Noah Warren of New Orleans has won the 2015 Yale Series of Younger Poets Prize for his debut poetry collection, The Destroyer in the Glass. He will receive a fellowship at the James Merrill House in Stonington, Connecticut, and his collection will be published by Yale University Press in April 2016. The annual prize is given for a debut poetry collection by a poet under the age of 40.
Carl Phillips, the series judge since 2011, chose Warren’s manuscript from over five hundred entries. “The Destroyer in the Glass impresses at once with its wedding of intellect, heart, sly humor, and formal dexterity, all in the service of negotiating those moments when an impulse toward communion with others competes with an instinct for a more isolated self,” says Phillips. “The poems both examine and embody the nexus of joy and sorrow, of certainty and confusion, without which there’d be none of the restlessness that makes us uniquely human.”

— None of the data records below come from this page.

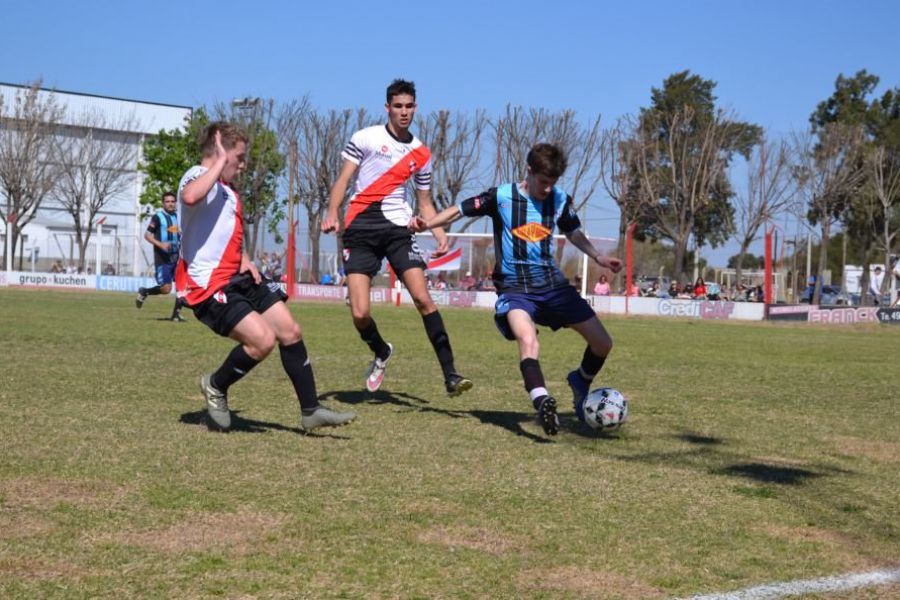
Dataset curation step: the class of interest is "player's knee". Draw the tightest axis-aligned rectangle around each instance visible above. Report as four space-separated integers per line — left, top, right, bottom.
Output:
278 320 303 346
253 328 277 360
591 335 612 356
350 306 371 329
519 333 541 356
413 294 437 315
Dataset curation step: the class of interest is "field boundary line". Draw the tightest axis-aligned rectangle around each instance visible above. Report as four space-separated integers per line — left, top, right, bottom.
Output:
683 569 900 600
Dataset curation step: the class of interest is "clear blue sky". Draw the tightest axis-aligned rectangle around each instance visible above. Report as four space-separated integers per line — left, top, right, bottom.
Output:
0 0 900 264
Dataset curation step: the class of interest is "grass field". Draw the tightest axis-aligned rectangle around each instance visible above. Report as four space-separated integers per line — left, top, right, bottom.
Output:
0 289 900 599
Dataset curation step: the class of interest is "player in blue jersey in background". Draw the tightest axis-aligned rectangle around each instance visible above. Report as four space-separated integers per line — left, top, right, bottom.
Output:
409 144 622 435
134 192 184 323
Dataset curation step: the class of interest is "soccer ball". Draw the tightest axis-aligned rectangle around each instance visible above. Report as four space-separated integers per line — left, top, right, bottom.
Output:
584 388 628 431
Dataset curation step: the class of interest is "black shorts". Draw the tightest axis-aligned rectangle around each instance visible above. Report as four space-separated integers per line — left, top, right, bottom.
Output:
342 227 427 277
191 273 287 337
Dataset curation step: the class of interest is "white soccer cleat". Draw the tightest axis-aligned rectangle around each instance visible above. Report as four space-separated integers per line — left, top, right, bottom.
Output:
366 342 394 392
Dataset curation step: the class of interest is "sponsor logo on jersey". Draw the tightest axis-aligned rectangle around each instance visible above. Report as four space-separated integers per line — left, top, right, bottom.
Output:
512 221 551 242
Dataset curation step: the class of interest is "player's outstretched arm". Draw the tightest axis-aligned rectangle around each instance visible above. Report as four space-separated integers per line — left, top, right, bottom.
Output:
566 229 622 273
408 204 462 233
320 159 359 233
181 131 228 206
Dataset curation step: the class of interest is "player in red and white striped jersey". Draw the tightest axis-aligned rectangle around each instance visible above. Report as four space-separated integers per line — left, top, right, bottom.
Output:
322 79 472 396
175 122 356 430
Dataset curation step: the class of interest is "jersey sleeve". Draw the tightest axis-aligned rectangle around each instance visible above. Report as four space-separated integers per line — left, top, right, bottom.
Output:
147 214 159 235
341 130 366 165
178 165 219 204
413 158 433 190
457 188 497 217
556 194 581 233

Warren, who was born in Antigonish, Nova Scotia, graduated from Yale University in 2011. He is the recipient of Yale University’s Frederick Mortimer Clapp Fellowship, and has published work in AGNI, Poetry, the Southern Review, and the Yale Review.
Warren is the 110th winner of the Yale Series of Younger Poets Prize, which is the oldest poetry prize in the United States. Past winners include John Ashbery, Jack Gilbert, Robert Hass, Adrienne Rich, and Jean Valentine. Ansel Elkins won in 2014 for her collection, Blue Yodel, forthcoming from Yale University Press in March.